According to the bank, objectives of the GSI include facilitating an improved credit repayment culture; reducing Non-Performing Loans in the Nigerian Banking System; and watch-listing consistent loan defaulters.
- “The GSI shall serve as a last resort by a Creditor bank, without recourse to the Borrower, to recover past due obligations (Principal and Accrued Interest only, excluding any Penal Charges) from a defaulting Borrower through a direct set-off from deposits/investments held in the Borrower’s qualifying bank accounts with participating financial institutions,” CBN stated in the GSI guideline.
Under GSI, when a customer takes a loan, he or she signs a consent form giving the bank the right to recover any unpaid amount directly from the customer’s other bank accounts.
Speaking during the 2024 Bankers’ Night in Lagos, the CBN Governor, Olayemi Cardoso, plans to integrate Microfinance Banks (MFBs) and Primary Mortgage Banks (PMBs) into the GSI platform to tackle the growing challenge of non-performing loans in the financial sector.
While this has not been done as of the time of filing this report, the apex bank, in its first Fintech Report released last week, assured stakeholders again that other financial institutions would be integrated this year.

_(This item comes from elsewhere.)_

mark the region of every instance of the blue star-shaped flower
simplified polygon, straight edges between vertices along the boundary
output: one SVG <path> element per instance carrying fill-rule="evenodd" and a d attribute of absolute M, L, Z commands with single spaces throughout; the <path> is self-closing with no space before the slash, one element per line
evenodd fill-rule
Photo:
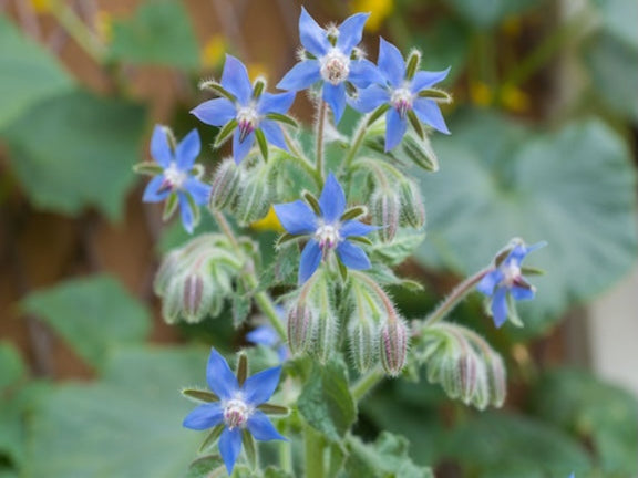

- “Expansion of the GSI framework to fintech lenders and Microfinance Institutions (MFIs) is underway, with phased completion expected by 2026,” the bank stated in the report.
What you should know
While other MFBs are still clamouring to be connected to the GSI platform, NIRSAL Microfinance Bank, a government-backed institution, has been deploying the GSI to recover the COVID-19 loans granted to many Nigerians during the COVID pandemic era.
The recovery, which has seen many beneficiaries of the loan complain about illegal withdrawals from their accounts, came as a shock to many who took the government loan as a grant.
However, NIRSAL MFB asserted that the deductions are legitimate, citing the loan agreements signed by beneficiaries.